A method for manufacturing a semiconductor integrated circuit device comprising the steps of applying a photoresist film on a predetermined conductive film or insulating film and exposing the photoresist film to form a mask, the method comprising forming the conductive film or insulating film. By including a step of forming the main surface of the semiconductor substrate with a dense region as the base lower than the main surface of the semiconductor substrate with the sparse region as the base, the height of the photoresist film in both regions can be lowered. Since the difference can be reduced and the photoresist films in both regions can be formed within the depth of focus, mask defects can be prevented and manufacturing yields can be improved.

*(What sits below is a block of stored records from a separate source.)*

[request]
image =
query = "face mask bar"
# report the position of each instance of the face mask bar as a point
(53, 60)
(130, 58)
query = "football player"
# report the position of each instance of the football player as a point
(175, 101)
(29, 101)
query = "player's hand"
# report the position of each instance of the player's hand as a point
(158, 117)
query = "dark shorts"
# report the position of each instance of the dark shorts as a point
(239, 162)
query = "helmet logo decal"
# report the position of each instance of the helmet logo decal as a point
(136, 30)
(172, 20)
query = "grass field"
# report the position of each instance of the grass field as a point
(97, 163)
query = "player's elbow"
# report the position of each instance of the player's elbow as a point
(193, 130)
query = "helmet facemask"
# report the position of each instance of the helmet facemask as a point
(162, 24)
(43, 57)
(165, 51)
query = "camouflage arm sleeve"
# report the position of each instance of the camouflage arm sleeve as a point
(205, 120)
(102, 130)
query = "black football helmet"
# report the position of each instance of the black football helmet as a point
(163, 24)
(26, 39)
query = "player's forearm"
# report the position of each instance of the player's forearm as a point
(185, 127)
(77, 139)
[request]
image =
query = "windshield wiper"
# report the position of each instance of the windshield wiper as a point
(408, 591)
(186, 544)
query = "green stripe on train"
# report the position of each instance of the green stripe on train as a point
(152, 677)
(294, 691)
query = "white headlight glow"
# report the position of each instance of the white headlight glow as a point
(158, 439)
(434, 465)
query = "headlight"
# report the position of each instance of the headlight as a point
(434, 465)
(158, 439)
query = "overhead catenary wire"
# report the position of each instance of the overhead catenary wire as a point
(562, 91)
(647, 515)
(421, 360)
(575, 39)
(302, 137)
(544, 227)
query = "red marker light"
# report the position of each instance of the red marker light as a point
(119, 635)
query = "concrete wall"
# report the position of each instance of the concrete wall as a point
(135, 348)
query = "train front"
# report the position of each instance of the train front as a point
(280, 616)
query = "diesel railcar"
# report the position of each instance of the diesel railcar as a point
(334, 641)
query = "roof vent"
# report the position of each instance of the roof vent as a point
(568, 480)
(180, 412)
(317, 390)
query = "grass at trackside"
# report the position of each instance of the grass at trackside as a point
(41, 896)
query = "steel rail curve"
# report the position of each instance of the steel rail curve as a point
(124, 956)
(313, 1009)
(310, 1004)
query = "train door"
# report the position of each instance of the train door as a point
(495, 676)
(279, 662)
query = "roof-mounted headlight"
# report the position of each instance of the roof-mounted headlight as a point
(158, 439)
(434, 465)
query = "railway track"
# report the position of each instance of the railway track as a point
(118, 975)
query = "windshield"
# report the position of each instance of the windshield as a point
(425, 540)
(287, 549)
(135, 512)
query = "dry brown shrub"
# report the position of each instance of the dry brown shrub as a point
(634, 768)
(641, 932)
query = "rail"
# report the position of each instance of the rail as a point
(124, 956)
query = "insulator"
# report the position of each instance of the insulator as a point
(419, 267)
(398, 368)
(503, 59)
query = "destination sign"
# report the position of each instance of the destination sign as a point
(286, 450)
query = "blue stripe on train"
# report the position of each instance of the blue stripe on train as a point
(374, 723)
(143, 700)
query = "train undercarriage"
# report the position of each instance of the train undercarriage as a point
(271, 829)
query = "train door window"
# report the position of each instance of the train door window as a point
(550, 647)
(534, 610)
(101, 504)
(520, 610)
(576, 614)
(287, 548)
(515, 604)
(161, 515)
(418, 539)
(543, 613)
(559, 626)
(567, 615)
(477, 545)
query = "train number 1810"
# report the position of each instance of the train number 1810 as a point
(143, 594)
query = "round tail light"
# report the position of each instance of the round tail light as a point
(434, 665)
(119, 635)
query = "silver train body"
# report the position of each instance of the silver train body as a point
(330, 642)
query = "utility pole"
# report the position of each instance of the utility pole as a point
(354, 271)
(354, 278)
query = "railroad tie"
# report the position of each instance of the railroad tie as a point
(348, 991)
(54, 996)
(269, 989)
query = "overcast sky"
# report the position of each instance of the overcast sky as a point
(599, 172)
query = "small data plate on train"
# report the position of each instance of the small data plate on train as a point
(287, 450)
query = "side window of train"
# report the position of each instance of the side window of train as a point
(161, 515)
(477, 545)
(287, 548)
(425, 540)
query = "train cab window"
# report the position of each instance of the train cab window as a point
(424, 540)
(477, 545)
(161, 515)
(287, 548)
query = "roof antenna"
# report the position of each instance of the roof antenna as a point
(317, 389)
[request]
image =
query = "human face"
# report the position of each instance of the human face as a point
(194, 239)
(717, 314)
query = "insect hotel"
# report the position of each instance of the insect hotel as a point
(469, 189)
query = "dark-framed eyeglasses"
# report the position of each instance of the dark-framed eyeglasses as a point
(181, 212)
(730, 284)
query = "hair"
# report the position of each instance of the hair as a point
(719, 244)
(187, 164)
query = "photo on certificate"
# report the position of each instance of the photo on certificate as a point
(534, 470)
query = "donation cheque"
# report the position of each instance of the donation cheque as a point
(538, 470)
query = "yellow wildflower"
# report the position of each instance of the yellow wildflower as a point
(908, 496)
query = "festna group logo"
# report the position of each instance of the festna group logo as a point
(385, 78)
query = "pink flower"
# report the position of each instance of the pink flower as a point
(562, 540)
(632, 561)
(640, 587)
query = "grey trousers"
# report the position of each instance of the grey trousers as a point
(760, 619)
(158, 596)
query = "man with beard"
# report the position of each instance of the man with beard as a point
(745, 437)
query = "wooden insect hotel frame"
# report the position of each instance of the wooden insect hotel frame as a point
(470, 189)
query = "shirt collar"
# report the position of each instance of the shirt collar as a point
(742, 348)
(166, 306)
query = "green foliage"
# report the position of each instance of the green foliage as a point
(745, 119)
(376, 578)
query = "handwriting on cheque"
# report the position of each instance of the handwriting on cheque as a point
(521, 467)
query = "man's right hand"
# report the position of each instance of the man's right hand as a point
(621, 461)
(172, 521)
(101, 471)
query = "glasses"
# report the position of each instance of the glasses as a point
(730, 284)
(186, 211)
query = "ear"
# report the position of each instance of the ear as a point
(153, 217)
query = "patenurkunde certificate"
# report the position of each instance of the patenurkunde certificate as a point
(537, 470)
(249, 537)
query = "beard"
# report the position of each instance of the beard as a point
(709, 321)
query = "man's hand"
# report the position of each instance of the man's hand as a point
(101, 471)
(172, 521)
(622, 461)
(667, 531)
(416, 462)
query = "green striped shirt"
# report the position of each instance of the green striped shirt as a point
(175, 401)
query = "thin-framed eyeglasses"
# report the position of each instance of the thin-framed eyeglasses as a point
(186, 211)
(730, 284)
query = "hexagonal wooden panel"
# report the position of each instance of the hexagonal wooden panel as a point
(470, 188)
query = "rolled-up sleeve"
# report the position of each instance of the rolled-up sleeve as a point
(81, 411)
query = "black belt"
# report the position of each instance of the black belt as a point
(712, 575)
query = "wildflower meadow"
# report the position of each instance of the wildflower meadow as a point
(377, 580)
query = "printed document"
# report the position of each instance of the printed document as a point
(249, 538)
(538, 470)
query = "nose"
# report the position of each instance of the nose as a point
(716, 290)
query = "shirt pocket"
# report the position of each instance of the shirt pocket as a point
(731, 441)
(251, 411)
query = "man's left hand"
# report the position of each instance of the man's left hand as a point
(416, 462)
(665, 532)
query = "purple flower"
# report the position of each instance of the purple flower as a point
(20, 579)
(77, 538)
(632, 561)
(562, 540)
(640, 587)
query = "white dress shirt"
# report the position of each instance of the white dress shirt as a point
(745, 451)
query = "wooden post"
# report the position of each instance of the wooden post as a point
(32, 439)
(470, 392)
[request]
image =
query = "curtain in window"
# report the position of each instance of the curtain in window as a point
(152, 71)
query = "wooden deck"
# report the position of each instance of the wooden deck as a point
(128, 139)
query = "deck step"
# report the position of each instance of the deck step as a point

[Brief explanation of drawings]

FIG. 1 is a plan view of a main part of a DRAM memory cell array according to an embodiment of the present invention. FIG. 2 is a cross-sectional view of the MISFET constituting the memory cell and peripheral circuit, taken along the line ■-■ in FIG. FIG. 3 to FIG. 7 show a DRAM which is an embodiment of the present invention.
(7) Cross-sectional view showing 1 degree for each manufacturing process'''''7'・
In the figure, 1... semiconductor substrate, 4... dielectric film, 5... plate electrode, 6... insulating film, 7A, 7B
... Gate insulating film, 8A, 8B... Gate electrode, 9
A... Semiconductor region, 9B... Source region or drain region, 10... Interlayer insulating film, 11... Connection hole, 1
2A...Word line, 12B...Wiring, M...Memory cell, C...Capacitive element for information storage, Qn...MI
SFET, Q...Switch element. −16=

Claims (1)

[Claims] 1. Coating a photoresist film on a conductive film or an insulating film,
A method for manufacturing a semiconductor integrated circuit device comprising the step of exposing the photoresist film in a predetermined shape to form a mask pattern, the method comprising the step of forming a mask pattern by exposing the photoresist film in a predetermined shape. The first main surface of the semiconductor substrate in the area where the underlying semiconductor elements are arranged densely or the area where the number of underlying films is large is replaced by the area where the underlying semiconductor elements are sparsely arranged or the area where the number of underlying films is small. A method of manufacturing a semiconductor integrated circuit device, comprising the step of forming the semiconductor integrated circuit device lower than the second principal surface of the device. 2. The first main surface is formed by selectively oxidizing the main surface of the semiconductor substrate in the formation region to form a silicon oxide film, and removing the silicon oxide film to form the first main surface lower than the second main surface. A method for manufacturing a semiconductor integrated circuit device according to claim 1. 3. The first main surface is formed by selectively laminating an epitaxial layer on the second main surface of the semiconductor substrate, and is formed lower than the second main surface. A method for manufacturing a semiconductor integrated circuit device. 4. The method of manufacturing a semiconductor integrated circuit device according to claim 1, wherein the conductive film forms a wiring, an electrode, or a semiconductor element.